The third concept the Bill introduces is the “Failure to Disclose the Offence.” Under this provision any person in authority (including parents) is obliged to report a homosexual to the relevant authorities within 24 hours of acquiring such knowledge. So a mother who is trying to come to terms with her child’s sexual orientation may be dragged to police cells for not turning in her child to the authorities.

Another new provision relates to extra-territorial jurisdiction, which basically confers authority on Ugandan law enforcers to arrest and charge a Ugandan citizen or permanent resident who engages in homosexual activities outside the borders of Uganda. The Penal Code already provides for crimes that call for extra-territoriality. These are limited to treason, terrorism and war mongering.
It is important to note that serious offences such as murder, rape or grievous bodily harm do not invoke extra-territorial jurisdiction in our laws.

Are the drafters of this Bill suggesting that sex between consenting adults is worse than murder? And how exactly will they enforce this provision? Is the government going to storm the bedrooms of consenting adults, or deploy spies to follow them when they travel abroad in order to establish who they have slept with and how they did it? What about our constitutional right to privacy? This Bill carries hidden venom that is bound to spread beyond persons that engage in homosexuality.

Hence the term “homosexuality” in the title of the Bill should not blind our eyes to its wider implications. Those sitting back and thinking, “Get them Bahati!” may be shocked one day when it is them that this law throws in jail.

Perhaps the most shocking aspect of this Bill is the one requiring Uganda to opt out of any international treaty that we have previously ratified which goes against the spirit of the Bill.
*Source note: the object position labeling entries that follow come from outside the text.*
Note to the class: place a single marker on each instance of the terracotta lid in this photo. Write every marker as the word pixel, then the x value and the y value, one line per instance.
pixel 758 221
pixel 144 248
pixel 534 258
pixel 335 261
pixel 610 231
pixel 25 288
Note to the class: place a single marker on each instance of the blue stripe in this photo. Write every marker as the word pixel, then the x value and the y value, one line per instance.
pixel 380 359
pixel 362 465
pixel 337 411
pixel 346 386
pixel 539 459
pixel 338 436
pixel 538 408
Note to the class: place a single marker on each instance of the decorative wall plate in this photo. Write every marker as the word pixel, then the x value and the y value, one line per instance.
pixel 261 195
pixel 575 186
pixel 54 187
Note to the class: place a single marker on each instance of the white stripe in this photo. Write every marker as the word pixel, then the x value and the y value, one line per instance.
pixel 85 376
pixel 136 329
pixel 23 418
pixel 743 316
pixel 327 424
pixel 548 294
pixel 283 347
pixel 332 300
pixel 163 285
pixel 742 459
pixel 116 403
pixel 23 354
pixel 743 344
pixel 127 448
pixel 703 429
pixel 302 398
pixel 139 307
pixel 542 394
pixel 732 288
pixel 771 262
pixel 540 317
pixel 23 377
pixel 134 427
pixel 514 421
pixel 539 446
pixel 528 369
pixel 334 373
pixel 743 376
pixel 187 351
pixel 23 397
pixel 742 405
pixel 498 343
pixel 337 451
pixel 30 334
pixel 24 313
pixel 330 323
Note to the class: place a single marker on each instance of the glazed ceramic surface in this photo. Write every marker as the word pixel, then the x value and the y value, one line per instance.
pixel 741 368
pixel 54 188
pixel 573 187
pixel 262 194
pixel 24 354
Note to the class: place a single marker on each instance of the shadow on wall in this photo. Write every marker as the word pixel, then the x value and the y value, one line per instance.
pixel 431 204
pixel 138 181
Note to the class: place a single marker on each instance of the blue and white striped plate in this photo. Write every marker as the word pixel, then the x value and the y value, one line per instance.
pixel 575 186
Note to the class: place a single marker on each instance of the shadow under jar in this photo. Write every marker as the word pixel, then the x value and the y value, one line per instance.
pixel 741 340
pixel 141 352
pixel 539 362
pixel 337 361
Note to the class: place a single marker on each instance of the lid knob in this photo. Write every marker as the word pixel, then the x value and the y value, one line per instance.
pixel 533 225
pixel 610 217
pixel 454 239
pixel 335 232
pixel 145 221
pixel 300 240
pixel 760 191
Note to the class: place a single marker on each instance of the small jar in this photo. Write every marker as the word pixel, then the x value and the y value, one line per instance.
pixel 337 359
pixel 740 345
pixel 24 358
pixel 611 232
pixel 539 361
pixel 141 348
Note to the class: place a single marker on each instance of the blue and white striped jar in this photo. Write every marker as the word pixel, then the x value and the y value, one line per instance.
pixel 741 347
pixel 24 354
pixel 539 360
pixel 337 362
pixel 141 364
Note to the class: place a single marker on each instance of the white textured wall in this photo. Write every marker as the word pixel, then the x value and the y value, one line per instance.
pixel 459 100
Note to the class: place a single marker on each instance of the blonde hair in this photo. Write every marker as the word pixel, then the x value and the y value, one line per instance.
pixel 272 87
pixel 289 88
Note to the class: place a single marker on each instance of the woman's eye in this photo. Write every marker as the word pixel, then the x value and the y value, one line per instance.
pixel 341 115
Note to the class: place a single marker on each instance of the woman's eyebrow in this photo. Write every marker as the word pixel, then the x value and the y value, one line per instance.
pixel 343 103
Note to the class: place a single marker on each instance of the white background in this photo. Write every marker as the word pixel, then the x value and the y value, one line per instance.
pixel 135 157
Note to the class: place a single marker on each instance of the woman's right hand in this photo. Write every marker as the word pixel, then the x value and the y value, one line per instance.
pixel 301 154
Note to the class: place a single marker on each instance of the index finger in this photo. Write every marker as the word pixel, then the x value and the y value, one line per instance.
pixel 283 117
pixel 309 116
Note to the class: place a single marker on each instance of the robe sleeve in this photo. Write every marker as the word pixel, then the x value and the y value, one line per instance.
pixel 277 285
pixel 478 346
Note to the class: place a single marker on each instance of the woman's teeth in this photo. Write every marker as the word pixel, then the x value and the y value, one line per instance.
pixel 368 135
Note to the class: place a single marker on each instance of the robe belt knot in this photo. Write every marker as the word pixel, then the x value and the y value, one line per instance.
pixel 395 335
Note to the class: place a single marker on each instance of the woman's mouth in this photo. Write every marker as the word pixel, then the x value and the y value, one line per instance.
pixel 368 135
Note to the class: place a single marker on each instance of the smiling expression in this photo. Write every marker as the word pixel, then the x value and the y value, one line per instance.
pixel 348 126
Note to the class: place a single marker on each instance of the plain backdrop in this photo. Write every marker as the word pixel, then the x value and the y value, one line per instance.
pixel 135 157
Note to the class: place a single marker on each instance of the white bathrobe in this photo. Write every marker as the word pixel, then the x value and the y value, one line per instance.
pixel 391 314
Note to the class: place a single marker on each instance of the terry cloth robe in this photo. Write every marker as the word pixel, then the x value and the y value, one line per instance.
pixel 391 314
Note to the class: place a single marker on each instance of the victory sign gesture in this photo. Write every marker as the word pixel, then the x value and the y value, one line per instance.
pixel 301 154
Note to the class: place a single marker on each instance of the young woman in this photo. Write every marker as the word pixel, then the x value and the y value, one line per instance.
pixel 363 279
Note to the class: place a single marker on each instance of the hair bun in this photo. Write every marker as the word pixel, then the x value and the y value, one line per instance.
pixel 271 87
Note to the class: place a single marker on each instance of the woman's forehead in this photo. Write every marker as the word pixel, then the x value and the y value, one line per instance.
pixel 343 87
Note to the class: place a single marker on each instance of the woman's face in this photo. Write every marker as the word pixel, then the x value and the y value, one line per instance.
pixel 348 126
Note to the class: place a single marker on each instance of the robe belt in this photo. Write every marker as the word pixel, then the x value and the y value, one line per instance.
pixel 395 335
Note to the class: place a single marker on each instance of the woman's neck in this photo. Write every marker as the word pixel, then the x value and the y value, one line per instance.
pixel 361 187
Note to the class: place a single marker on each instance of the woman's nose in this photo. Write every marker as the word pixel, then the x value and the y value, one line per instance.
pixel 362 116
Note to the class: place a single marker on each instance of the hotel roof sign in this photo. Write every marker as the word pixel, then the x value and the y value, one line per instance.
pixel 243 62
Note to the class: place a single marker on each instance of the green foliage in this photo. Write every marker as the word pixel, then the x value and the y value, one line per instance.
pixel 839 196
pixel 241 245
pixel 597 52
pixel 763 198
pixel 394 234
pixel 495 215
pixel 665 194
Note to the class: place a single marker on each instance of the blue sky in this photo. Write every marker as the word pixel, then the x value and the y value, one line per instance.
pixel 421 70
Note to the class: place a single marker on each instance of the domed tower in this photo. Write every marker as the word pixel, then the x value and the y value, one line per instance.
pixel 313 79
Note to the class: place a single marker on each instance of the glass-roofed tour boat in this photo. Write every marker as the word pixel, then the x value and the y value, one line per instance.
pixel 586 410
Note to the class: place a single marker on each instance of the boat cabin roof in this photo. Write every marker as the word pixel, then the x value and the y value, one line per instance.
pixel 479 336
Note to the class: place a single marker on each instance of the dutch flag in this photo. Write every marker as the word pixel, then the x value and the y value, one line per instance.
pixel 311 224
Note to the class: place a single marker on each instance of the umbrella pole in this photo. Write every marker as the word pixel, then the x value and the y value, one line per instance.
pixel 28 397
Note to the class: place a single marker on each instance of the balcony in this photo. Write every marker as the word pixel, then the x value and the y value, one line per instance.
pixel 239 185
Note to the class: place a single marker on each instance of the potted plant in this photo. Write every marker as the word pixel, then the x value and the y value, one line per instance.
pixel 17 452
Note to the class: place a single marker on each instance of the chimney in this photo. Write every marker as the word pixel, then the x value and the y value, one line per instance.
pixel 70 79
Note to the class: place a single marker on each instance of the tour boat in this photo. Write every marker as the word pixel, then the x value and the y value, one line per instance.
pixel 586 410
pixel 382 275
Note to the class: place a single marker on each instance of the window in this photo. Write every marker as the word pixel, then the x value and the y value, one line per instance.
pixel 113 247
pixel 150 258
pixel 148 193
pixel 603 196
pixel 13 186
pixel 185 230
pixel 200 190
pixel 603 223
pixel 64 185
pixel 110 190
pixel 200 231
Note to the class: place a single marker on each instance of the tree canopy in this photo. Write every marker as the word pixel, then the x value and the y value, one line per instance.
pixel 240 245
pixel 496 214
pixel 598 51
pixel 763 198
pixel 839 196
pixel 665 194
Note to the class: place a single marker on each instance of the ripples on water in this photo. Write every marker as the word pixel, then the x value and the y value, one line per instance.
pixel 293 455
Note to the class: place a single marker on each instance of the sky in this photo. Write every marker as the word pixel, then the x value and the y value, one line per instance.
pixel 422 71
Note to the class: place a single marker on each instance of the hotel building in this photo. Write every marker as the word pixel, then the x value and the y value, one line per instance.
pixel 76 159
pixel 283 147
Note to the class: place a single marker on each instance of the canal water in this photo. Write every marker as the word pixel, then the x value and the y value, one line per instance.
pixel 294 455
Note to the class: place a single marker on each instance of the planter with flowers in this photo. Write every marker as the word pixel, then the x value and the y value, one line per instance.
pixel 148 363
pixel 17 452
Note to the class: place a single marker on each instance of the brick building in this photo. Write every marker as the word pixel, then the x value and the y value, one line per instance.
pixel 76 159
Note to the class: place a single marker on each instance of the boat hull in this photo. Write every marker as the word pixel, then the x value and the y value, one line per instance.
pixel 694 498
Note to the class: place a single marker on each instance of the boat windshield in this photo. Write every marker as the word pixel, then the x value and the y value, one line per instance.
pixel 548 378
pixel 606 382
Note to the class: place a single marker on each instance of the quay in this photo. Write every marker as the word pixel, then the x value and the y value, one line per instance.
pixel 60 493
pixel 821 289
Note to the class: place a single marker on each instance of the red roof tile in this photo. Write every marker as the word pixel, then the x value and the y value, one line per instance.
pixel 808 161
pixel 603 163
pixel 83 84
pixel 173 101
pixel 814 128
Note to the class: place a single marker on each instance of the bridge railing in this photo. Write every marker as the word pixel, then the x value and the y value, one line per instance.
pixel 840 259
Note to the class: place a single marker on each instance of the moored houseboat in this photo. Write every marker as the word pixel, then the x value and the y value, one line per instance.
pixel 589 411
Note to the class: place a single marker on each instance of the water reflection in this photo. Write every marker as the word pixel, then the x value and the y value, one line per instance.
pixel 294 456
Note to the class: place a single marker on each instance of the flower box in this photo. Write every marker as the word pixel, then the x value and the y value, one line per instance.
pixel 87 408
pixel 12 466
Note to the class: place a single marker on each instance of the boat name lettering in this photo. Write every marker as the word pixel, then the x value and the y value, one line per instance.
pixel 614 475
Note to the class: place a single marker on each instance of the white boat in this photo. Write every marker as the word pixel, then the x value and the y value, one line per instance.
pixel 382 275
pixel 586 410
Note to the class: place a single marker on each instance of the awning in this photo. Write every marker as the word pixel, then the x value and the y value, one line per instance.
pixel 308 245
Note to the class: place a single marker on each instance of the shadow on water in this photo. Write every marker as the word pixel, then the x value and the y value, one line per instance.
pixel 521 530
The drafters of the Bill should know that under international law, Uganda cannot unilaterally negate or declare a withdrawal from its international treaty obligations. Moreover, it is completely unconstitutional and illegal for Parliament to usurp the powers of the President regarding the ratification of international treaties.

Politicians find that homosexuals are a great scapegoat or red herring to divert attention to more pressing issues that affect the ordinary Ugandan such as unemployment, corruption, poor health facilities, reform of electoral laws and so forth. If we are to be absolutely honest with ourselves, we should ask whether there are not more pressing issues of moral violation in other areas such as domestic violence, torture and corruption. None of these areas have specific laws outlawing their practice. That is where the likes of Hon. Bahati should expend their energies.